What do you think are the best saxaphone based jazz cd/albums
sailor630

Showing 3 responses by pbb

Forgot Sonny Stitt "Moonlight in Vermont" and Lew Tabackin, with the big band or in a smaller group.
Do you mean sound-wise or performance-wise? Sonny Rollins "The Bridge" and Johnny Griffin "Return of the Griffin" come to mind performance-wise. Soundwise, most audiophiles will not like my suggestion: settle for nothing short of the live event.

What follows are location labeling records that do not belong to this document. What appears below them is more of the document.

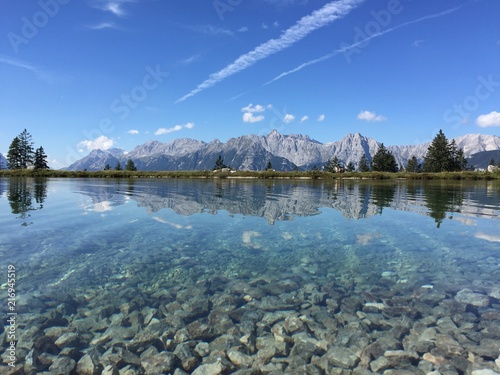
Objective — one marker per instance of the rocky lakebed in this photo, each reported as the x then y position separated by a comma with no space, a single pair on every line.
182,322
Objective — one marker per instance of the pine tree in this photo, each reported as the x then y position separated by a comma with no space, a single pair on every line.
14,154
26,149
130,166
384,161
443,156
21,152
333,165
219,163
413,165
364,165
41,159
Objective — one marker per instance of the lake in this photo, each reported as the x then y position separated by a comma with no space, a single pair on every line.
222,276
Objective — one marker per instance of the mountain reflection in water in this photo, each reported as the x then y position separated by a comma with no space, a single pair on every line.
283,200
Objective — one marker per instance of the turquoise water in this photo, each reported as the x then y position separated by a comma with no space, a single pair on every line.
70,238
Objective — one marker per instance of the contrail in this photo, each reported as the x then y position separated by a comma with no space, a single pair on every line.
357,44
327,14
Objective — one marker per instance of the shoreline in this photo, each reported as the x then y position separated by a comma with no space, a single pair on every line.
294,175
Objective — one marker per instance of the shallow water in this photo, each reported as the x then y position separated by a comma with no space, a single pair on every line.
88,240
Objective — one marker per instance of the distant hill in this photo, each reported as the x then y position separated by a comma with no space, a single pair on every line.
252,152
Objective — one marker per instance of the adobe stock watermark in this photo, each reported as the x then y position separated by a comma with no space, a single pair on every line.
223,6
32,25
121,107
459,113
380,20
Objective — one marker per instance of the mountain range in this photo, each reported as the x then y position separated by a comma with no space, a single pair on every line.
285,152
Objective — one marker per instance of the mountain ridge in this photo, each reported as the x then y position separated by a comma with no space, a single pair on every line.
253,152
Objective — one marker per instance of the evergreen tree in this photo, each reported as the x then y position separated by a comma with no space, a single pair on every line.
21,152
130,166
219,163
26,149
413,165
333,165
437,158
443,156
384,161
364,165
41,159
14,154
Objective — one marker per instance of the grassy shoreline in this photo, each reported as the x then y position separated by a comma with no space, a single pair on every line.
296,175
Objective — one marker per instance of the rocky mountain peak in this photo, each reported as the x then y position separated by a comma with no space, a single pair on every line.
253,152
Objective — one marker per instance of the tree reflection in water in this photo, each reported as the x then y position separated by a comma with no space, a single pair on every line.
25,195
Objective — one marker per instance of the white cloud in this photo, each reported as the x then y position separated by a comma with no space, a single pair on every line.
39,72
249,113
211,30
288,118
329,13
175,128
113,6
491,119
190,60
102,143
371,117
360,43
162,131
102,26
253,109
251,118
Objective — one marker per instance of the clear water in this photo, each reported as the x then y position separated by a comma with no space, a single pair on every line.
87,236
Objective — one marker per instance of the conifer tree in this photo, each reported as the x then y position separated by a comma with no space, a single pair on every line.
40,159
219,163
130,166
437,158
384,161
413,165
364,165
21,153
443,156
14,154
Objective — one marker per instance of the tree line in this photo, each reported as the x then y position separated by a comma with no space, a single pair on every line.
441,156
23,155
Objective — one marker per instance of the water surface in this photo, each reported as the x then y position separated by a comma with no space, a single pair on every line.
86,240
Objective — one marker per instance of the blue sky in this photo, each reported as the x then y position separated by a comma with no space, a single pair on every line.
80,74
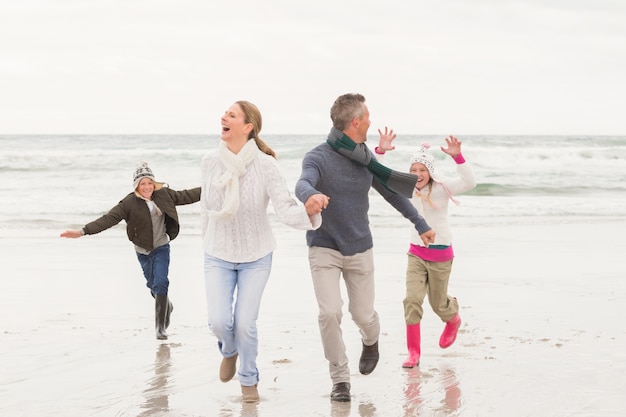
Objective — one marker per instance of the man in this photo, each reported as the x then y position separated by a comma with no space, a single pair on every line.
336,176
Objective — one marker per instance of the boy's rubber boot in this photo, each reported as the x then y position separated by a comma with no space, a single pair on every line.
413,341
170,308
160,311
449,332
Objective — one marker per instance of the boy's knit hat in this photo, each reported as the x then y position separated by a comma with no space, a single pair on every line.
144,171
425,158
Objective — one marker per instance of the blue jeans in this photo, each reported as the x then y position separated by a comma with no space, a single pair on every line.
234,325
155,268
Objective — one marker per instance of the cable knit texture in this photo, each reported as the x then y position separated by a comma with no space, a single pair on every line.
435,211
247,235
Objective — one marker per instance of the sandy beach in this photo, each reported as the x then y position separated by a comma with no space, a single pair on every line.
541,336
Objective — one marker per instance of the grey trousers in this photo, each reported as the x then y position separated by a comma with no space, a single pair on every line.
426,277
327,267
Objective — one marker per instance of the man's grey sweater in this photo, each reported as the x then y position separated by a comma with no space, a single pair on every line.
345,223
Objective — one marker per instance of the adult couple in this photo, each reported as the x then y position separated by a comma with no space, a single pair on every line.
240,178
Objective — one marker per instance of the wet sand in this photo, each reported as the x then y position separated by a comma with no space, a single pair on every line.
541,336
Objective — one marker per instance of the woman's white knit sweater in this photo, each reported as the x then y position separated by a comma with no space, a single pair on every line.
247,236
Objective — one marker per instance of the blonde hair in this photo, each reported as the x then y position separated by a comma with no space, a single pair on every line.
252,115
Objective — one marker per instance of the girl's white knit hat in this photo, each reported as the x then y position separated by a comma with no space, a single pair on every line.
424,157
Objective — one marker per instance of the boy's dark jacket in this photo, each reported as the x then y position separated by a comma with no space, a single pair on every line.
137,215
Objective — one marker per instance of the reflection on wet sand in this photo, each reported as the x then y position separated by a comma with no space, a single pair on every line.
156,394
415,400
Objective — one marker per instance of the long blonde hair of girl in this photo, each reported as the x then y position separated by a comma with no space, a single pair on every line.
253,116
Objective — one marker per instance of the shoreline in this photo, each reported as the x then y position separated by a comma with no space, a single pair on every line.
538,337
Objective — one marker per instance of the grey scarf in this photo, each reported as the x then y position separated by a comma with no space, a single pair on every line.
398,182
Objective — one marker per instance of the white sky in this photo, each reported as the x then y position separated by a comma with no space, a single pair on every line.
439,66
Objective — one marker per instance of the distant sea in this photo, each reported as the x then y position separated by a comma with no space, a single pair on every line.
52,182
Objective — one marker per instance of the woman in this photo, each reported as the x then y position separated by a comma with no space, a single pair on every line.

Coming from Montreal, I am happy to report that the Montreal Jazz Festival is doing better every year. On the other hand the music presented cannot, in very many cases, be even remotely called "jazz". I am not hung up on nomenclature, believe me, but the powers-that-be at the Festival are stretching it every year. Sting has been presented last year as part of the Festival... I know, to use the words of a jazz immortal, there are only two kinds of music: good and bad. However, it's hard to get younger people interested in jazz when it is often so ill defined. The one thing is that when you go back in time, the defining lines are way easier to recognize. One last point, in a very European way, the Festival has always considered that the blues are a part of the greater realm of jazz. Maybe because I like the blues and "roots" music generally, I am very happy that this is the case. I know that when rock was closer to its blues roots, one way for a young person to reach jazz was by way of the blues; the progression being, let's say the Rolling Stones to Muddy Waters, to B. B. King to T-Bone Walker and then to Charlie Christian. I may be dreaming... Correct me if I'm wrong, but there seems to be no handy stepping-stones to jazz nowadays. In my case, if I remember, insofar as records go, inadvertently my older sister introduced me to jazz by getting a copy of "The Sound of Jazz" from the CBS record club and declaring it unlistenable before giving it to me. My other sister did the same with Bob Dylan's "Highway 61 Revisited" so hand-me-downs are not always bad! Aside from the fact that I have always been curious and loved all kinds of music, never minding whether it was "in" or "out", being rejected by my seniors couldn't hurt. One point is that it is very hard to impose things like a type of music on young people (or any age group for that matter) especially so if it is seen as complicated, elitist, intellectual. In the past jazz was seen as fun and alive. That's the only hope to bring new blood in. Make it fun and alive, without losing its essential qualities.